The major difference between elaiosomes and seeds, however, is the total amino acid content, which in elaiosomes averages nearly 60 mg g−1 DM more than in seeds (=7.5 times higher). Some nitrogen-rich amino acids were found in higher concentrations in elaiosomes than in seeds, e.g. glutamine (carbon/nitrogen ratio 2.5) with 14.5% (±2.8) of total amino acids in seeds, and 16.7% (±3.2) in elaiosomes, histidine (carbon/nitrogen ratio 2.0) with 1.4% (±0.3) of total amino acids in seeds and 7.2% (±1.6) in elaiosomes, or arginine (carbon/nitrogen ratio 1.5) with 9.5% (±2.9) in seeds and 11.3 (±2.4) in elaiosomes. In few plant species, e.g. G. nivalis, the nitrogen content of elaiosomes and seeds was more or less equal, but in other species it was much higher in the elaiosome. In C. cava, for example, the nitrogen content in elaiosomes was 4.42% (SD ± 0.13) of total dry mass (DM) compared to 3.05% (SD ± 0.23) in seeds, amounting to a difference of 44.9% more nitrogen per gram DM in elaiosomes. Available nitrogen is the central limiting feature for growth, development and fecundity of insects (Hagen et al. 1984). Its presence in elaiosomes may explain why they are mainly fed to larvae (Fischer et al. 2005). It explains further the 48% increase in larval weight in laboratory colonies fed with elaiosomes (Gammans et al. 2005) and the shift in the sex ratio in favour of gynes (Morales and Heithaus 1998; Bono and Heithaus 2002).

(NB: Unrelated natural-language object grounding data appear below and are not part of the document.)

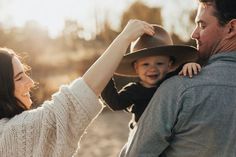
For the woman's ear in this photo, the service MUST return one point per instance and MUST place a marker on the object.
(231, 26)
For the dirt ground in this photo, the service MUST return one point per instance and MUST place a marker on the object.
(106, 136)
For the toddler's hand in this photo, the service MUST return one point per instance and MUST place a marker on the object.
(190, 69)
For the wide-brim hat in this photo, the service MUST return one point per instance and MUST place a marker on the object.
(160, 44)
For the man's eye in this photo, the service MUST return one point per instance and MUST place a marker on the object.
(202, 26)
(145, 64)
(18, 79)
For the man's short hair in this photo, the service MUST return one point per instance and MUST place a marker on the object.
(225, 10)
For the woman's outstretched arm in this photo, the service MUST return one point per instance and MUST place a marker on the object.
(98, 75)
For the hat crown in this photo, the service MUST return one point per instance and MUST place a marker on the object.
(160, 38)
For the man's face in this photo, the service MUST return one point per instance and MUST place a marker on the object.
(208, 33)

In addition to providing nitrogen, several amino acids found in elaiosomes fulfil other functions in insects, such as in the metabolism of muscles (arginine; Dadd 1973), or the formation of chitin fibres (tyrosine; Baker et al. 1978). Proline, which was present in a much higher concentration in elaiosome tissues than in seeds, is an especially important amino acid for many insects, since its serves as a source of metabolic energy (Carter et al. 2006) and is suggested to play a crucial role in cold tolerance (Story and Storey 1992; Misener et al. 2001). Since insects can store amino acids, elaiosomes which provide proline may be important for the overwintering of the colony.

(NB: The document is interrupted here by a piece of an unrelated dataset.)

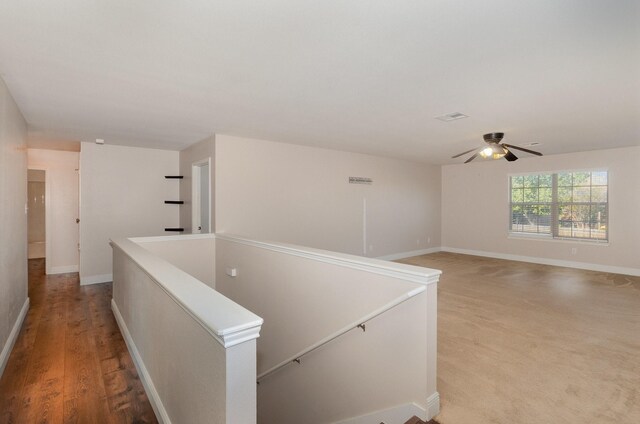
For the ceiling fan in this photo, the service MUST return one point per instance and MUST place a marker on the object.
(495, 150)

Moreover, trehalose, the main disaccharide in insect hemolymph (Wyatt 1967), was found in elaiosomes of some species in considerably higher amount than in seeds.

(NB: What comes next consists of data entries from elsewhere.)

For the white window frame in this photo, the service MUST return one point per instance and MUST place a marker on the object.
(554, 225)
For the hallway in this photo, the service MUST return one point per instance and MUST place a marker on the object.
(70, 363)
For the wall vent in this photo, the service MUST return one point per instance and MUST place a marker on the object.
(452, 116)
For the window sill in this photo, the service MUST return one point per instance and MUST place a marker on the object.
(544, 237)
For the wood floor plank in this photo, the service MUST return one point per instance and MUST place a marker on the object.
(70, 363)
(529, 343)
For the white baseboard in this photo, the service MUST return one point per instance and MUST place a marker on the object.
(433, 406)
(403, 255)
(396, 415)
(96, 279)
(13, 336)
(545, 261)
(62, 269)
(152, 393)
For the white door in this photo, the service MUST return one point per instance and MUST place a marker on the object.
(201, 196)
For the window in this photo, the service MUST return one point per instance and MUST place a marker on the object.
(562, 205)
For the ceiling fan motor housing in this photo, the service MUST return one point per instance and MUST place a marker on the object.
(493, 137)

In this study we could demonstrate for the first time, that elaiosomes of the plant species investigated here exhibit a certain pattern: they accumulated more easily digestible low molecular weight compounds such as amino acids and monosaccharides (Tables 1, 2), whereas seeds accumulated high molecular weight compounds such as proteins and starch. Until now it was not known, that the total amino acid content is on average 7.5 times higher in elaiosomes than in seeds. We have further shown, that the chemical composition of seeds tends to be family specific while the elaiosome composition of plant species across different families tends to be independent of the phylogenetic relationship (Fig. 2). The information about the chemical composition of elaiosomes is important for the design of future experiments to test the selective mechanism responsible. Future experiments are needed to test whether ants prefer elaiosomes (or other foods) with lots of amino acids (rather than proteins) and monosaccharides (rather than starch), so that plants that produce elaiosomes which are better adapted to the ants’ requirement achieve higher fitness (through better dispersal benefits) than plants that produce less-adapted elaiosomes.